Les experts s'interrogent sur l'éventualité d'un retour des armes nucléaires sur la péninsule coréenne suite à la réorientation de la stratégie nucléaire tactique des États-Unis
Points clés
- •Le Pentagone élabore une nouvelle stratégie qui accorderait une importance accrue aux armes nucléaires tactiques à courte portée dans les conflits régionaux avec la Chine ou la Russie.
- •Les experts sud-coréens jugent peu probable le redéploiement d'armes nucléaires tactiques américaines sur la péninsule, notant que les armes qui y seraient stationnées seraient vulnérables aux attaques nord-coréennes.
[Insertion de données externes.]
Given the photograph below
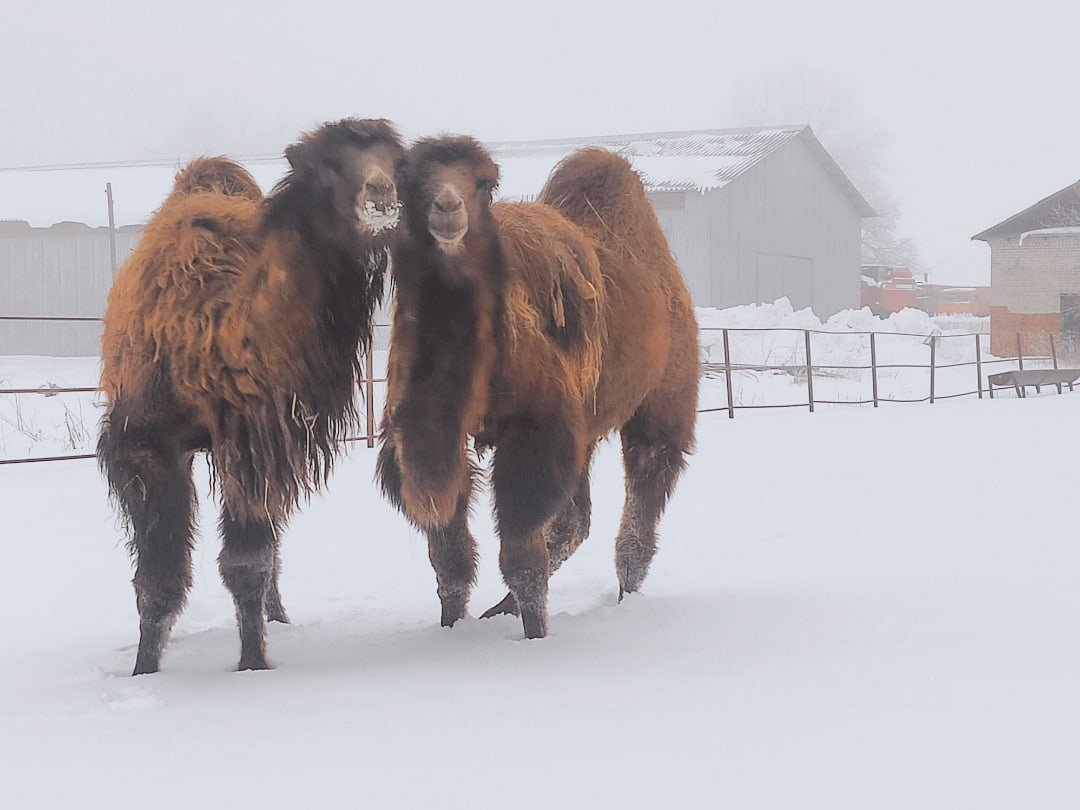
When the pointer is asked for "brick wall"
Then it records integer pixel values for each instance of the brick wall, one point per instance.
(1026, 284)
(1035, 329)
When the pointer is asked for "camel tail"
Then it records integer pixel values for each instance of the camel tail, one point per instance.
(601, 192)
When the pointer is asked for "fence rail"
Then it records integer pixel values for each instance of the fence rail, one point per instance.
(805, 369)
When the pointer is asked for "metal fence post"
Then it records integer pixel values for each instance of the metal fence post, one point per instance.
(369, 394)
(933, 365)
(727, 375)
(874, 365)
(979, 364)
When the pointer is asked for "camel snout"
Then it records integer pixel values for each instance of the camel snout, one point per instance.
(448, 219)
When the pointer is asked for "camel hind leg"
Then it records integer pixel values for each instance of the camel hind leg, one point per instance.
(563, 535)
(275, 610)
(451, 548)
(247, 563)
(537, 462)
(655, 445)
(150, 480)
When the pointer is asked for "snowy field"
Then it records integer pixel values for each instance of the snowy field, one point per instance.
(853, 608)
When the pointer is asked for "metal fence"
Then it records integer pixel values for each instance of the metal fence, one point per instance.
(800, 366)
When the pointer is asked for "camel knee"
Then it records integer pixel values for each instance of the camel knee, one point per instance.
(537, 464)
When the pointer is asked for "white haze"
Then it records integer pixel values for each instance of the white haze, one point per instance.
(974, 103)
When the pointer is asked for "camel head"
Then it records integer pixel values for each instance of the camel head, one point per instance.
(351, 162)
(447, 184)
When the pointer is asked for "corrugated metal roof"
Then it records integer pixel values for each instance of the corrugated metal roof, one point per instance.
(700, 160)
(1034, 216)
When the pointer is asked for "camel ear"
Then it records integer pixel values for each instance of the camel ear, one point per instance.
(298, 157)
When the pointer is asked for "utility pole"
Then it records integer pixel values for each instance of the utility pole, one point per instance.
(112, 229)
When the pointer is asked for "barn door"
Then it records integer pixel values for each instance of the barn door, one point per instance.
(1070, 323)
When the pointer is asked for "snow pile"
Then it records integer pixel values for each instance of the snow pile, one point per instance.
(759, 336)
(774, 335)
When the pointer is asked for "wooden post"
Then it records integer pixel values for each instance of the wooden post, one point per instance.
(1053, 355)
(874, 365)
(112, 229)
(369, 394)
(727, 375)
(933, 365)
(979, 365)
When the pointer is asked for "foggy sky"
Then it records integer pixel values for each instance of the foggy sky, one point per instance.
(974, 108)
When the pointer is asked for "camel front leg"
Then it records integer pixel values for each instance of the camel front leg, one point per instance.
(537, 461)
(247, 569)
(451, 550)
- •Ce changement de politique devrait faire progresser l'intégration convention-nucléaire, permettant une coordination opérationnelle plus étroite entre les capacités nucléaires américaines et les forces conventionnelles sud-coréennes.
- •Les analystes avertissent qu'un recours accru aux armes nucléaires tactiques pourrait abaisser le seuil du conflit nucléaire et inciter la Corée du Nord et la Chine à renforcer leurs propres postures militaires.
- •La stratégie rapportée est élaborée sous la supervision du sous-secrétaire à la Défense pour les politiques, Elbridge Colby, et porte principalement sur l'environnement de sécurité plus large de l'Asie de l'Est, y compris la Chine et une éventuelle contingence taïwanaise.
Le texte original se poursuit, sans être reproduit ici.